With an elegant musical score, gorgeous cinematography and a calm but emotive narration from Craig Foster, the man who developed this incredible relationship with an octopus, My Octopus Teacher is as calming a film as it is emotionally raw, and the way that it exposes all of its true feelings allows you to form such a strong connection with its two main personalities.
The story humanises the octopus through Foster’s narration, as he talks about how she – as he refers to the animal – helped him out of a dark period in his life, and showed him the unparalleled beauty of the natural world. Coupled with an astonishing view of the octopus’ incredible intelligence, you’ll fall for her just as strongly as Foster, making it a privilege to watch her entire life unfold in such a short timeframe.

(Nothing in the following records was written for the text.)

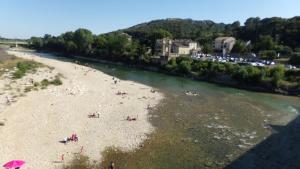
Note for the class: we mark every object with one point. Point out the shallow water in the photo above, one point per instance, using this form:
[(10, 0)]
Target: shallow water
[(210, 130), (206, 131)]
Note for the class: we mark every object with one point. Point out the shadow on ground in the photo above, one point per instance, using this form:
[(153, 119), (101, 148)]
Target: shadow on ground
[(279, 151)]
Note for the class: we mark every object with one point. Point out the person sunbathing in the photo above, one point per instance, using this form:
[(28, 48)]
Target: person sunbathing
[(131, 119)]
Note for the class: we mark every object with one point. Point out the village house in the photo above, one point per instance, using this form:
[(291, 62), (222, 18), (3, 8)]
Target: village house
[(224, 44), (168, 48)]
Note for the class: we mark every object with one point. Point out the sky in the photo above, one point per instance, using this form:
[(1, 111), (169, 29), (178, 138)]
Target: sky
[(26, 18)]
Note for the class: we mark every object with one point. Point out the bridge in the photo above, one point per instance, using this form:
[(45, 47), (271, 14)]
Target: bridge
[(15, 43)]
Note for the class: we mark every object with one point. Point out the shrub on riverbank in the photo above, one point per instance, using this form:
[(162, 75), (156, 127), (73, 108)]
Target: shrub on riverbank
[(25, 67), (274, 77)]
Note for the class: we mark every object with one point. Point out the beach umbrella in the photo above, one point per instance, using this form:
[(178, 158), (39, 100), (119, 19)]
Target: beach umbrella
[(14, 164)]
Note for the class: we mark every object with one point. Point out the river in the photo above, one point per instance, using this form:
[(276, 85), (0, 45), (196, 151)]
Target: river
[(209, 130)]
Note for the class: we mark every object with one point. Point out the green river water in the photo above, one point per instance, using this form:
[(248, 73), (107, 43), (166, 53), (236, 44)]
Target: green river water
[(210, 130)]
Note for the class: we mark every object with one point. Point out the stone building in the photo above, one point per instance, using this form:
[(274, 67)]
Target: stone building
[(224, 44), (168, 48)]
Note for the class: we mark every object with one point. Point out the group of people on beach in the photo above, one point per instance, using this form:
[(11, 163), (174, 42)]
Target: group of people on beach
[(73, 138), (94, 115)]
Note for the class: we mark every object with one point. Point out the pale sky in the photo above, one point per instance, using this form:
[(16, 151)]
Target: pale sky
[(26, 18)]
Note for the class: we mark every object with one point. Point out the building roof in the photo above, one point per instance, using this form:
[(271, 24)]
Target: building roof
[(223, 39)]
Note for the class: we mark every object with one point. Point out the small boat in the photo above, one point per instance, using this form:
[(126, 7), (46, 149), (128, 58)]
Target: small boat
[(189, 93)]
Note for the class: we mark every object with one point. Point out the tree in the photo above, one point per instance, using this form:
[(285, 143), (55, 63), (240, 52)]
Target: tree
[(268, 54), (36, 42), (83, 38), (277, 75), (265, 42), (240, 47), (295, 59)]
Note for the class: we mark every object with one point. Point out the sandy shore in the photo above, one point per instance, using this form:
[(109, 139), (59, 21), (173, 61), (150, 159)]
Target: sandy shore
[(35, 124)]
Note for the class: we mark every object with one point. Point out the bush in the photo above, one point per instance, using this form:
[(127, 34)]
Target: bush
[(23, 68), (268, 54), (56, 82), (45, 83), (277, 75), (295, 59)]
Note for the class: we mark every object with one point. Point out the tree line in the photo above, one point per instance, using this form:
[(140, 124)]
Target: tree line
[(248, 76)]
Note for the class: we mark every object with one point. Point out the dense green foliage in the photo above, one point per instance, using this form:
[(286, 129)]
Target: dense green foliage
[(275, 77), (116, 46), (269, 37), (278, 34)]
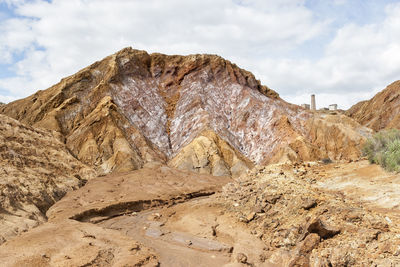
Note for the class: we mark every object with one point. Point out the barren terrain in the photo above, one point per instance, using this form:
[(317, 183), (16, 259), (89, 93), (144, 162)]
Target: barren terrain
[(282, 215)]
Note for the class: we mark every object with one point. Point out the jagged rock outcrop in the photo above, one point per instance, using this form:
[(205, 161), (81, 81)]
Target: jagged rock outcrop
[(36, 170), (380, 112), (133, 108)]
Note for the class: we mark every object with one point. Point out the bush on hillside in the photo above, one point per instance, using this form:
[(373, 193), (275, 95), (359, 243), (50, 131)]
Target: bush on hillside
[(384, 149)]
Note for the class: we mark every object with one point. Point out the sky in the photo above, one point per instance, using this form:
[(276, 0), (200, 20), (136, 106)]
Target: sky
[(343, 51)]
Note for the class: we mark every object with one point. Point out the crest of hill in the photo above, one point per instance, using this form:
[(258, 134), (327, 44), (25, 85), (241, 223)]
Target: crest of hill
[(133, 108)]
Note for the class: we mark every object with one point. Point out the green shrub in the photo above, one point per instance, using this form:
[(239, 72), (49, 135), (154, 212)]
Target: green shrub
[(384, 149)]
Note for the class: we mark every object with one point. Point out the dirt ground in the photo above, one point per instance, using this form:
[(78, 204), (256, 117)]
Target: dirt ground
[(311, 214)]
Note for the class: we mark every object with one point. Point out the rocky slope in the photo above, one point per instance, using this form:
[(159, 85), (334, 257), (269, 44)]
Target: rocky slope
[(36, 170), (380, 112), (133, 108)]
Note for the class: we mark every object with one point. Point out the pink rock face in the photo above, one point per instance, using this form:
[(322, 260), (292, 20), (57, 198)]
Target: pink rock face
[(210, 97), (165, 102)]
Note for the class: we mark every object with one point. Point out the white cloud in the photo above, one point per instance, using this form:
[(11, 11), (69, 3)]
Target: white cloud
[(264, 36)]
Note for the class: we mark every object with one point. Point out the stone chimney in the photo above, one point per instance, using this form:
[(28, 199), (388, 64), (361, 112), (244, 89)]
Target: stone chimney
[(313, 107)]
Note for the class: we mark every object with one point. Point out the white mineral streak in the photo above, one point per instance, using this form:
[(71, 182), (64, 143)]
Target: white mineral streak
[(242, 116)]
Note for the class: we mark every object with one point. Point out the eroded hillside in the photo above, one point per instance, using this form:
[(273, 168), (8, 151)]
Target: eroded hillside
[(36, 170), (132, 108), (380, 112)]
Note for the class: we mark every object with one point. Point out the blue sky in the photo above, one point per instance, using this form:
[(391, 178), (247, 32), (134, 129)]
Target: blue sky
[(344, 51)]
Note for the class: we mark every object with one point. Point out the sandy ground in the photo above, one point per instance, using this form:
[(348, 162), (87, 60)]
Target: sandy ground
[(164, 217), (368, 184)]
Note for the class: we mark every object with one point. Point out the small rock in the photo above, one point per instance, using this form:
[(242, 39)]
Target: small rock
[(309, 203), (309, 243), (250, 216), (323, 230), (241, 258)]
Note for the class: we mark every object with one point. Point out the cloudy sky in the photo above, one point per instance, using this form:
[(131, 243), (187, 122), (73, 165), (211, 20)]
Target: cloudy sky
[(344, 51)]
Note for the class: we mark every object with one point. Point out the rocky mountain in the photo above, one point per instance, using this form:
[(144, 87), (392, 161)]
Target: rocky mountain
[(197, 112), (36, 170), (380, 112)]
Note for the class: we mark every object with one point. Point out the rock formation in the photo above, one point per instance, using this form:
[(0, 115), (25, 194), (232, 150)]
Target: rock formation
[(36, 171), (132, 108), (380, 112)]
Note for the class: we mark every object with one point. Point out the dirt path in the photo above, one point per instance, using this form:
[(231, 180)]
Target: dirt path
[(175, 248), (368, 184)]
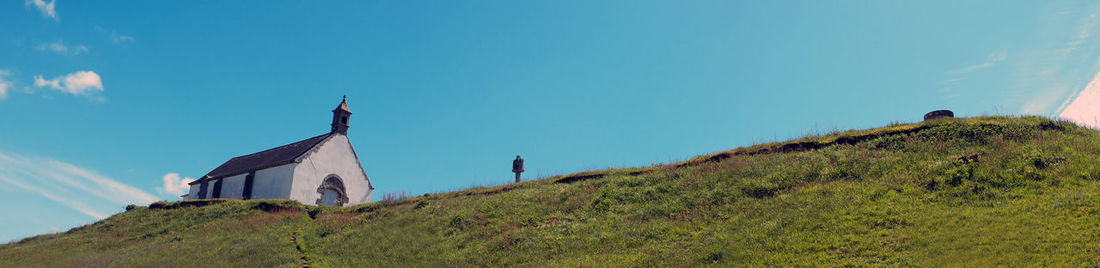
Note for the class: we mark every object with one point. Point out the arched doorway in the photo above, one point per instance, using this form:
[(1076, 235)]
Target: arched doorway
[(332, 192)]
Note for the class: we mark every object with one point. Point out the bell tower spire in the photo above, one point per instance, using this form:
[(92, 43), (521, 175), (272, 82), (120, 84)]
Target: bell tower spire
[(340, 116)]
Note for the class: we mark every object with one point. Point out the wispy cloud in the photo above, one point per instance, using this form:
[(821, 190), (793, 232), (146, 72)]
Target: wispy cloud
[(4, 84), (1085, 108), (116, 37), (46, 9), (174, 186), (1045, 77), (990, 62), (74, 187), (79, 82), (61, 48)]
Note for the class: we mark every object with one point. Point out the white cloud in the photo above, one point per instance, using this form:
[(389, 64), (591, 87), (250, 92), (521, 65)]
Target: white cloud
[(79, 82), (1084, 109), (114, 36), (4, 84), (61, 48), (990, 62), (74, 187), (174, 186), (1044, 78), (121, 38), (46, 9)]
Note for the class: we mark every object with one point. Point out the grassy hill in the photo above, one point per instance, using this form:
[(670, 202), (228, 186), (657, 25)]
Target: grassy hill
[(980, 191)]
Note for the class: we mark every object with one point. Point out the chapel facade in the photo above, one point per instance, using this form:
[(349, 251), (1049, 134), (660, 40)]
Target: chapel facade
[(321, 170)]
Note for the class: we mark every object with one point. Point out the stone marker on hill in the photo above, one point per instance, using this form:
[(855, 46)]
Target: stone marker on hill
[(517, 167), (938, 114)]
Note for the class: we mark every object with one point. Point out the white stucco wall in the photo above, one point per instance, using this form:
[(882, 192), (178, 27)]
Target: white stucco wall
[(273, 182), (194, 192), (333, 157), (231, 187)]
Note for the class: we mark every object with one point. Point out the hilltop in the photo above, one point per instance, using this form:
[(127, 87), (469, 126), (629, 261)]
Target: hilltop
[(979, 191)]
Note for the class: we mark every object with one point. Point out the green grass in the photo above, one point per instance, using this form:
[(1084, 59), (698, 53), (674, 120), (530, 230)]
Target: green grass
[(897, 196)]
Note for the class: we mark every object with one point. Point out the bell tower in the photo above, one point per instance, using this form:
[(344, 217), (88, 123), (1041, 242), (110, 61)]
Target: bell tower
[(340, 116)]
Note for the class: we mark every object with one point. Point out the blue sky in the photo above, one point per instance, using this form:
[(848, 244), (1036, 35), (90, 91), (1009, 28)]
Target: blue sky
[(103, 103)]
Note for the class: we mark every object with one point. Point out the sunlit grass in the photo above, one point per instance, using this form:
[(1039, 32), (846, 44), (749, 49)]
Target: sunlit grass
[(981, 191)]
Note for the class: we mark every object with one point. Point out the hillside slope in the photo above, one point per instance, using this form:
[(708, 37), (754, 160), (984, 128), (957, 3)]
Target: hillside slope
[(977, 191)]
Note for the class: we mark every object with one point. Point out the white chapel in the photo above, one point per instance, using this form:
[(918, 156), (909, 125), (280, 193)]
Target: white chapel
[(321, 170)]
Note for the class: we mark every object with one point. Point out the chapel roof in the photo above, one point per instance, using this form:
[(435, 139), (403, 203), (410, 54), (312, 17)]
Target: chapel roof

What’s more, the way in which Foster is able to film and document the octopus so closely in her daily activities is scarcely believable. As well as gorgeous cinematography both on shore and below the water, the dynamism of the camerawork and the intimacy it offers with the octopus is absolutely incredible, and so much more insightful than any other nature documentary I’ve ever seen.
Of course, with just a one-year lifespan, Foster’s time with the octopus is inevitably short-lived, but through visiting her every day, he is able to show just how full an animal’s life can be – no matter how short it is. The film’s story is a soaring exploration of the complexity and beauty of nature, with an inevitable but undeniably moving conclusion.
The only weakness in that regard is that My Octopus Teacher starts off as a very emotional documentary, perhaps jumping the gun when the most intense emotion could have been left to the very end. Its contemplative style is great to see from the beginning, but I feel that a more gradual build in emotional intensity would have made the development of Foster and the octopus’ bond all the more powerful, and the ending all the more heart-wrenching.
Overall, however, I was hugely impressed by My Octopus Teacher. A simple and elegant documentary on the surface, the film is filled with powerful emotional depth and an incredible, eye-opening view on the natural world, making for an undeniably moving watch throughout. So, that’s why I’m giving it a 7.6.